Gerçekte Batı Libya’ya Arap ayaklanmalarının kontrolünü ele geçirebilmek için müdahale etti. Libya isyanında NATO’nun hava gücüyle destek vermesi ölümleri 10 katı kadar artırdı fakat savaşta kritik bir rol oynadı. Oluşan boşluğu dolduracak tutarlı bir siyasi ya da askeri güç ortada yoktu. Üç yıl sonra binlerce kişi yargılanmadan hapiste tutuluyor, muhalefete çok yoğun bir baskı var ve kurumlar çökmek üzere.
Fakat ABD ve Britanya, hâlâ Libyalı birlikleri eğiterek kontrol sağlamaya çalışıyor. Kaddafi’nin ölümünden önce Hiftar, CIA’in desteklediği Milli Kurtuluş Cephesi’nin askerî kanadının başındaydı. Son darbe girişimi sırasında, konuya sempati besleyen ABD, Sicilya’ya deniz kuvvetlerinin bir bölümünü gönderdi ve John Kerry, Libya’ya “güvenlik ve aşırıcılık” konularında yardım etmeye söz verdi.
Hem Birleşik Arap Emirlikleri hem de Suudi Arabistan açıktan Hiftar’a destek veriyor. Mısır’daki askeri darbenin lideri General Sisi de Hiftar’ın destekçilerinden.
Libya savaşının etkileri Afrika’ya yayıldı. Sahel bölgesini ve diğer bölgeleri istikrarsızlaştırdı. Libya’nın etkileri daha da geniş bir alanda görüldü de denebilir. Kaddafi’nin yağmalanmış cephaneliklerinden kendilerine ağır silahlar edinen gruplar arasında Boko Haram da vardır. Nijerya’nın terör yanlısı ve köktendinci bu grubuna destek olan ortam, yoksunluk, kuraklık ve devlet baskısıyla zorlu zamanlar yaşayan Müslüman kuzeyin ortamı oldu.
Afrika ve Ortadoğu’daki farklı yerlerde olduğu gibi burada da her dışarıdan müdahale sadece terör savaşı döngüsünün yayılmasına sebep oluyor. Şu anda 54 Afrikalı devletin 49’unda ABD silahlı gücü bulunuyor. Kıta sanki yeniden paylaşılıyor.
NATO’nun Libya savaşını destekleyenler Suriye’de Batılı askeri müdahale olmadığını ve yine de 150.000 kişinin korkunç bir iç savaşta öldüğünü hatırlatıyorlar.

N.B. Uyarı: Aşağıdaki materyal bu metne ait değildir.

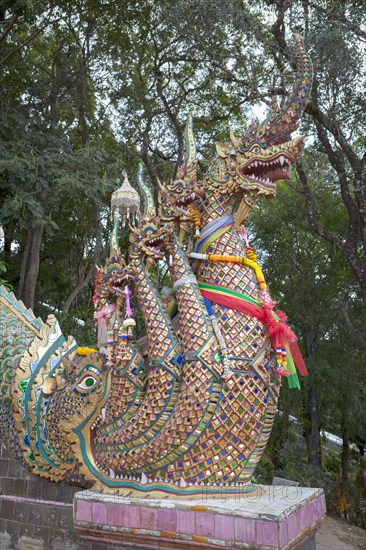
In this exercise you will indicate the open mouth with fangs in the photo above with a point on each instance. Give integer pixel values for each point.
(266, 172)
(182, 202)
(120, 283)
(154, 246)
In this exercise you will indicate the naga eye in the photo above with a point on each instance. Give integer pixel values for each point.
(86, 383)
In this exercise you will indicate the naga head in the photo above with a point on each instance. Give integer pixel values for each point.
(147, 238)
(255, 161)
(176, 198)
(74, 395)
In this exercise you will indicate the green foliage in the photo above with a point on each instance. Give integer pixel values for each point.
(3, 282)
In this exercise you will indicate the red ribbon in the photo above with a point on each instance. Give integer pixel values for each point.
(278, 331)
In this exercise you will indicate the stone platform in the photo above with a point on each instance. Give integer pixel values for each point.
(280, 517)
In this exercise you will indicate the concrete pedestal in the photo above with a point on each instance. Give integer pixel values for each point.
(275, 517)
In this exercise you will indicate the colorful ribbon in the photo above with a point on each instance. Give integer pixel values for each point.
(102, 323)
(282, 337)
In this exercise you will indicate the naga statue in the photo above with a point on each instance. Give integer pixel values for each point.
(192, 408)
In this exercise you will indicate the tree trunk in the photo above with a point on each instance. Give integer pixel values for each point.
(30, 266)
(313, 433)
(345, 450)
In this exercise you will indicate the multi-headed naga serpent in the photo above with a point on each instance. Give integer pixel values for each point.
(196, 407)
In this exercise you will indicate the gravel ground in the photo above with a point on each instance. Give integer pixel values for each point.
(336, 534)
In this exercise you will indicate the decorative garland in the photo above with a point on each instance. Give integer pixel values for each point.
(283, 338)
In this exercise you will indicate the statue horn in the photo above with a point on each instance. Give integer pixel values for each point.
(282, 121)
(149, 205)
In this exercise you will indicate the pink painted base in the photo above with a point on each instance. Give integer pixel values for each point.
(279, 517)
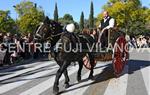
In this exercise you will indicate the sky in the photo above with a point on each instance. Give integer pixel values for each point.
(73, 7)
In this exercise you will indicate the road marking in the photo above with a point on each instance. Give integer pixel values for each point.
(146, 77)
(38, 89)
(118, 86)
(80, 91)
(10, 86)
(16, 73)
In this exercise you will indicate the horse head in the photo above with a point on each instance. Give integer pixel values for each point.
(48, 30)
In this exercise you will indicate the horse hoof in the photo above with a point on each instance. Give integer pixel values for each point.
(55, 91)
(79, 79)
(91, 77)
(67, 86)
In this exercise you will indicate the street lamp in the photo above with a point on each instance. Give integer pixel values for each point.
(125, 14)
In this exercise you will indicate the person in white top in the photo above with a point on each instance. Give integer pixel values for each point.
(106, 23)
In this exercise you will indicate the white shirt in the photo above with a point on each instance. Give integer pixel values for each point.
(111, 23)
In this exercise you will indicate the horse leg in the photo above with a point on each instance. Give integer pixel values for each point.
(92, 66)
(79, 70)
(66, 76)
(58, 75)
(66, 79)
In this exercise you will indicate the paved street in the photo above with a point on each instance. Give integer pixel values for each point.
(37, 78)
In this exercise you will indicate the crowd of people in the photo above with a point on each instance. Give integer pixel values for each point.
(139, 41)
(10, 57)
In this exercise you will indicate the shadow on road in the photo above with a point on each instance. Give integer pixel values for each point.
(107, 73)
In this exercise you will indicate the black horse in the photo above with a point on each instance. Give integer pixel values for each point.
(54, 32)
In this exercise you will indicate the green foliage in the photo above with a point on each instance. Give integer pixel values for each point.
(91, 16)
(7, 24)
(29, 16)
(56, 13)
(67, 18)
(130, 16)
(82, 21)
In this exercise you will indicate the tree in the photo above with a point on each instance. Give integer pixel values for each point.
(56, 13)
(91, 17)
(7, 24)
(82, 21)
(29, 16)
(130, 15)
(67, 18)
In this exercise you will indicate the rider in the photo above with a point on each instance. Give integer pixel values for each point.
(106, 23)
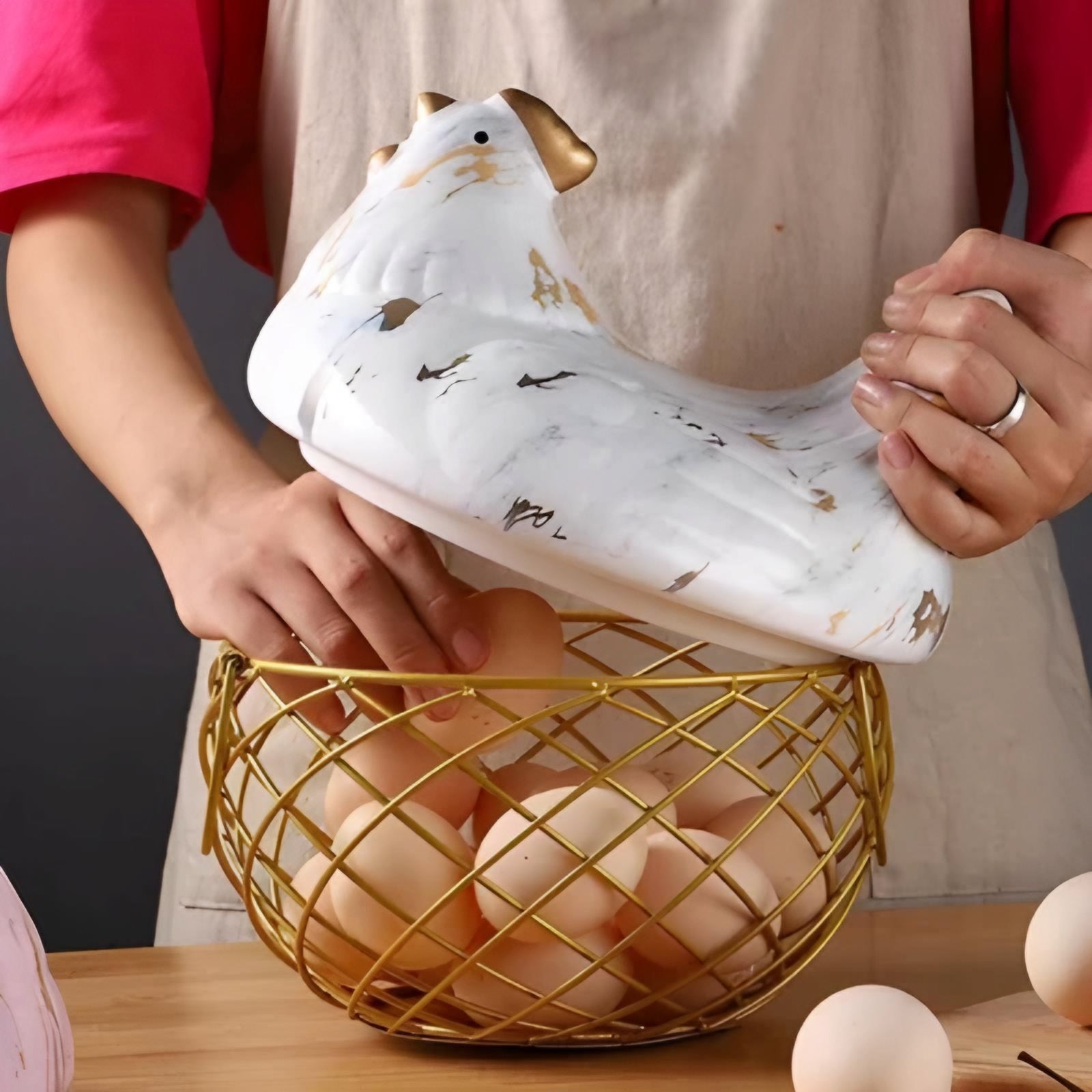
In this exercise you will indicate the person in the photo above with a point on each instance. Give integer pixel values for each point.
(770, 171)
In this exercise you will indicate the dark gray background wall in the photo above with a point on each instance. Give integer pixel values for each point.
(96, 674)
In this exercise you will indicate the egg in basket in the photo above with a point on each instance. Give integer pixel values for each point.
(622, 835)
(638, 846)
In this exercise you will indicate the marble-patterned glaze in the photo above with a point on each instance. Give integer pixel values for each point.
(35, 1037)
(438, 354)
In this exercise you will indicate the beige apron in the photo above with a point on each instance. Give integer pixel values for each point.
(768, 169)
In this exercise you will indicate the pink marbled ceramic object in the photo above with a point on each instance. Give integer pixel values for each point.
(35, 1035)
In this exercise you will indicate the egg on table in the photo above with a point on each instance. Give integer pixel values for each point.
(543, 968)
(343, 964)
(411, 874)
(872, 1039)
(392, 760)
(526, 640)
(718, 789)
(532, 867)
(707, 920)
(784, 853)
(1059, 950)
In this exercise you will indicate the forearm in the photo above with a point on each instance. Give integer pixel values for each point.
(98, 327)
(1074, 236)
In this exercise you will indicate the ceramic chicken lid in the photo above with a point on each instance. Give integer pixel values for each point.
(440, 355)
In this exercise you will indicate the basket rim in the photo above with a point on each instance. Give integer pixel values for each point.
(606, 620)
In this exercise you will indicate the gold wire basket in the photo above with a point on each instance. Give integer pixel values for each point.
(815, 742)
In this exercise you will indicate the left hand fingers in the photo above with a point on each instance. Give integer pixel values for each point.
(972, 380)
(980, 467)
(933, 505)
(1062, 387)
(1046, 287)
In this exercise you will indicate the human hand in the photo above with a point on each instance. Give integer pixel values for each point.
(968, 491)
(273, 567)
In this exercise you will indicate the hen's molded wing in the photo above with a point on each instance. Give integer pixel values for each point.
(440, 356)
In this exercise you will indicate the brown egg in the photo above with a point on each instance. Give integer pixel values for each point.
(527, 642)
(872, 1039)
(392, 760)
(520, 780)
(711, 917)
(644, 784)
(711, 794)
(411, 874)
(784, 853)
(1059, 950)
(697, 994)
(345, 964)
(533, 866)
(543, 968)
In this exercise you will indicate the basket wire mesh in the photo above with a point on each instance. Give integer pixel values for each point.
(815, 742)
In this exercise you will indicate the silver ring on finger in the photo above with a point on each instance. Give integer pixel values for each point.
(1009, 422)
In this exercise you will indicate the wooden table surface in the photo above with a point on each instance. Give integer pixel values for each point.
(232, 1018)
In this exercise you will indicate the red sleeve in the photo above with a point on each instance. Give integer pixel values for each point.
(1051, 92)
(125, 87)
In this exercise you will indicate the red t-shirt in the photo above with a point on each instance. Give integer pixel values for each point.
(169, 91)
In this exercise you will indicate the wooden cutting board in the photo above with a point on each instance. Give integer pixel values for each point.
(986, 1040)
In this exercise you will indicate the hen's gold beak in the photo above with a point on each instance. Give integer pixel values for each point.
(567, 158)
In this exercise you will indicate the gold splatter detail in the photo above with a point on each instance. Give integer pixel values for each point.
(396, 311)
(687, 578)
(577, 294)
(482, 167)
(884, 625)
(343, 227)
(321, 287)
(928, 618)
(835, 620)
(767, 442)
(546, 284)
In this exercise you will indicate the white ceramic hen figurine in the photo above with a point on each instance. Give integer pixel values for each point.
(438, 355)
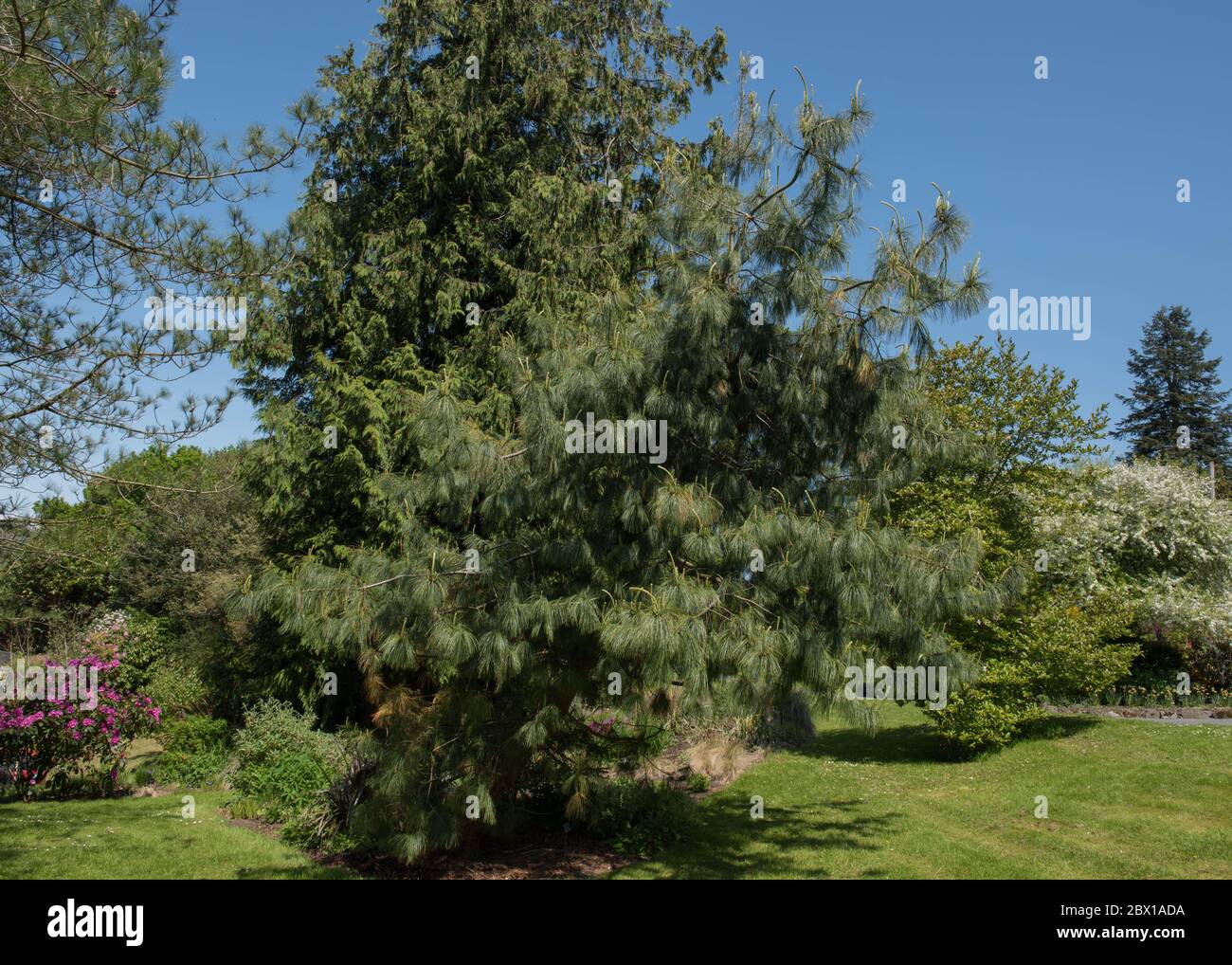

Batı elitinin bazılarının rutin olarak savaşa girmekle ilgili beklentileri öyle bir düzeye geldi ki, bir sonraki müdahale için sabırsızlanıyorlar. The Economist, bu ayın başında “Amerika ne için savaşır?” diye sordu. Cumhuriyetçilerin Beyaz Saray’ı zayıflıkla suçlamalarını andıran bir başlıktı bu. Dünyanın geri kalanı için ise Libya ve onun korkunç sonuçları bu soruya yeterli bir cevap oluyor.